As I increasingly support my partner, and above all friend, Gilles, in his MVP SharePoint world, for all aspects of organizational transformation and management, particularly on Office365 (see Open Office365 Adoption), what strikes me is the importance of the blend between expertise and emergence. I knew it, but here, in this world of experts linked to large software solutions, it strikes me—the necessity of the dual approach is obvious.
However, one must understand that this dual approach mixes divergent or even opposing ways of doing things and therefore must be wielded appropriately.
Ferrari & mayonnaise
This calls upon the contexts of expertise and complexity. To take a telling example (from Edgar Morin? I’m not really sure anymore) we have on one side the Ferrari: we’ll know how to build it if we surround ourselves with the right person, the right people. Those who know how a Ferrari is built. We know that we’ll be able to do it if we find the right experts. The difficulty with experts is rather a) getting them to agree, making a decision at some point, and not too late b) not getting stuck in classic answers when the context has changed or expects different answers.

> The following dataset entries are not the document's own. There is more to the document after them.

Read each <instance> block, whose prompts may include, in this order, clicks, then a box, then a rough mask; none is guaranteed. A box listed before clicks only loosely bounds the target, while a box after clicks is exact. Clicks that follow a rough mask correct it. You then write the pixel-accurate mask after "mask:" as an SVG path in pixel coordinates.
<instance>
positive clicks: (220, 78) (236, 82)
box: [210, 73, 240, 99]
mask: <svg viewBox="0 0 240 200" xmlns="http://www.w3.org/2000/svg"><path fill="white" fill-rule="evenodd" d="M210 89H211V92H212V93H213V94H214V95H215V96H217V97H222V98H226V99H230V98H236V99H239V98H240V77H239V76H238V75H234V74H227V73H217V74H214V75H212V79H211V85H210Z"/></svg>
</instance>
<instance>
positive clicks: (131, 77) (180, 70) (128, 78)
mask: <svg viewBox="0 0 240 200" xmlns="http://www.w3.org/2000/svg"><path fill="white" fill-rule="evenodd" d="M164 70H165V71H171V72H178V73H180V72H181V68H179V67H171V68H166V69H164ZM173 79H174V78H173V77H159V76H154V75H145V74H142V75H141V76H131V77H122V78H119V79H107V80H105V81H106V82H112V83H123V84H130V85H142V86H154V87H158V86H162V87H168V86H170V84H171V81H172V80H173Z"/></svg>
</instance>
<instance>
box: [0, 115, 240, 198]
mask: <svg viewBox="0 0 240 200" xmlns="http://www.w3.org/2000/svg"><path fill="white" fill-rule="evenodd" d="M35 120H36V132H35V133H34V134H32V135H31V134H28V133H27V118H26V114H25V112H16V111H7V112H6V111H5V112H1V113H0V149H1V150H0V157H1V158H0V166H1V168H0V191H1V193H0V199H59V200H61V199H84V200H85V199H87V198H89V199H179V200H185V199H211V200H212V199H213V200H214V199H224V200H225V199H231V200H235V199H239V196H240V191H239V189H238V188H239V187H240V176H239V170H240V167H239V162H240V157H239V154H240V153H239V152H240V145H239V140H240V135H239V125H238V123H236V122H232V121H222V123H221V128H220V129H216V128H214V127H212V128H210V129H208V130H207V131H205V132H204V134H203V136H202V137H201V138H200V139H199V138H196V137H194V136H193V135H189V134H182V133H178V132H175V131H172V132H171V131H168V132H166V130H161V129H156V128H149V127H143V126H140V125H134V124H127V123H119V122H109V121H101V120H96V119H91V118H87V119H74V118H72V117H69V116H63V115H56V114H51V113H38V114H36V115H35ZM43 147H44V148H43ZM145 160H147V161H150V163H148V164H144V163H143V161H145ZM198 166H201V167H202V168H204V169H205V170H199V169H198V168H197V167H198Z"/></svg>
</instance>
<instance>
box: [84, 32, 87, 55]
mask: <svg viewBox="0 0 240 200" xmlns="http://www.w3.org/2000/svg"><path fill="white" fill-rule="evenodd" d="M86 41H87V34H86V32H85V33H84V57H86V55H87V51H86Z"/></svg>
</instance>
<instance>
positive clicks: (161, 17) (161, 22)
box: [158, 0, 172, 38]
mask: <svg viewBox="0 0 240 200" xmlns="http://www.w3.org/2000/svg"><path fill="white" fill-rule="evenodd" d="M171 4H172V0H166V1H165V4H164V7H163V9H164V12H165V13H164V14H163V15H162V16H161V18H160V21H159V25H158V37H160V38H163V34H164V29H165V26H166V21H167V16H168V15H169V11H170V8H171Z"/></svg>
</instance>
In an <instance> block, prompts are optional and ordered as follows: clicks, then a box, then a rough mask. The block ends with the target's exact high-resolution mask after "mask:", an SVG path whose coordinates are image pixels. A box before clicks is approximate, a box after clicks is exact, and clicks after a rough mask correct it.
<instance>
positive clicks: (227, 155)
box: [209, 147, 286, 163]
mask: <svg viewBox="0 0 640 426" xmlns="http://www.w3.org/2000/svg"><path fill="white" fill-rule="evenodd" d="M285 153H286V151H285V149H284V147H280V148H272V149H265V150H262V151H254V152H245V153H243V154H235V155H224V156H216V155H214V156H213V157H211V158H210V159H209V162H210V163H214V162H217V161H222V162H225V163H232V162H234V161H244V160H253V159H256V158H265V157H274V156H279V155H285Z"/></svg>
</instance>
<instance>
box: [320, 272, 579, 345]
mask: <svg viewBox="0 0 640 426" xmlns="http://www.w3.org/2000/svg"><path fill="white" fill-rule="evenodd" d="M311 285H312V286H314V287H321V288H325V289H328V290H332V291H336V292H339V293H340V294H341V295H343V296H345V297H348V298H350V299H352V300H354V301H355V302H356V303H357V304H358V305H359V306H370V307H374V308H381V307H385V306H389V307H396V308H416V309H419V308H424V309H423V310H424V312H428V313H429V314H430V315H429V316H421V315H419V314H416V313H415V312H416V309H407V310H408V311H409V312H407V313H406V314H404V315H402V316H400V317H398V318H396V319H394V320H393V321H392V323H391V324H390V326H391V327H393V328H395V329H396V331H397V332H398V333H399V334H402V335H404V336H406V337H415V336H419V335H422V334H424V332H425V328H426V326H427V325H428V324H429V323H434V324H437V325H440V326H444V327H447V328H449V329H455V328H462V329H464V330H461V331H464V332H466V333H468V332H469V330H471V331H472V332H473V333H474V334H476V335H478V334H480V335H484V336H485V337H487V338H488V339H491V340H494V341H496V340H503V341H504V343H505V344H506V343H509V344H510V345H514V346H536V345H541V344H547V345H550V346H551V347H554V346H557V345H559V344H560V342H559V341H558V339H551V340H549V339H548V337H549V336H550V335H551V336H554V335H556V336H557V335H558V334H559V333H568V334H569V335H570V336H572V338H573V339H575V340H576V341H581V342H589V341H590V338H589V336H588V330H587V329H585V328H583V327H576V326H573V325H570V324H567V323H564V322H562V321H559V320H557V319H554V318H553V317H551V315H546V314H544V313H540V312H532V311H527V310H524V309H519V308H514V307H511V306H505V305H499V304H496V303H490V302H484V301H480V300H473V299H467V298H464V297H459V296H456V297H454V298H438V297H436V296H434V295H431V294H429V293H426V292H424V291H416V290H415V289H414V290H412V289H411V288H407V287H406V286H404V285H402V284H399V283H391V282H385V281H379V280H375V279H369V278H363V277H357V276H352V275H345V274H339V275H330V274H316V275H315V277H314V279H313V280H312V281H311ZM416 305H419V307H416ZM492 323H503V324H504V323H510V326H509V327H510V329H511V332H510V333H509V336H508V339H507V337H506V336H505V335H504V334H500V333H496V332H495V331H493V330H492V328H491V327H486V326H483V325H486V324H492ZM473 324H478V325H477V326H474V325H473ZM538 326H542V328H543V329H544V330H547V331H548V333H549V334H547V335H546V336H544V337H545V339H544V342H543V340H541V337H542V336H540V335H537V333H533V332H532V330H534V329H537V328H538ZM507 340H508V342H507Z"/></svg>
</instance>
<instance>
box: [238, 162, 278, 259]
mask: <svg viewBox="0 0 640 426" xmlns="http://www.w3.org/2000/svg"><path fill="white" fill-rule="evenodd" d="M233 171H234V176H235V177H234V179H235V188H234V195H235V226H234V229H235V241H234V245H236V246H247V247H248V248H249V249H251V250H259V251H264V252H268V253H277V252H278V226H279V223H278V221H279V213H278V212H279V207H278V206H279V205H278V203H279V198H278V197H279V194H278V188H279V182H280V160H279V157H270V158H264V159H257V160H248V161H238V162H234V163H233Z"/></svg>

On the other side, it’s the emergent, complex side, it’s the mayonnaise. We’ll manage to make it, probably. Probably. At about this time, about. But nothing is certain and it will greatly depend on the context. In this complexity one must know how to wait for the right emergence and provoke lots of interactivity to enrich the collective reflection.
Office365, Atlassian, Liferay, etc
In all the large technical solutions that my colleagues at SmartView support, an adoption requires a clever blend of these different ingredients. In your adoptions it’s the same. If you leave the experts entirely in charge, and if I caricature: you’ll have a solution that works. As for knowing if it’s useful, adapted, that’s another story. Conversely if you leave emergence entirely in charge you’ll have a large capital of learning and adaptation. But often in these technical solutions errors or misunderstandings can lead to major limitations or major overhauls, if they’re not known at the right time (in advance = experience = expertise), it’s a shame, it costs.
Thus one must know how to marry the two worlds: an emergent adaptive approach that is framed by the experts. The experts are the constraints or the sources of information relating to the how, the container. You are the content. Naturally for this synergy to work it must advance at the same pace, in parallel. Thus again (and for many other reasons), adaptive cycles are necessary.
Expertise and emergence should not be opposed.
Expertise and emergence are complementary in many contexts.
Each of these worlds requires different responses and decisions (see for example this article on the different contexts).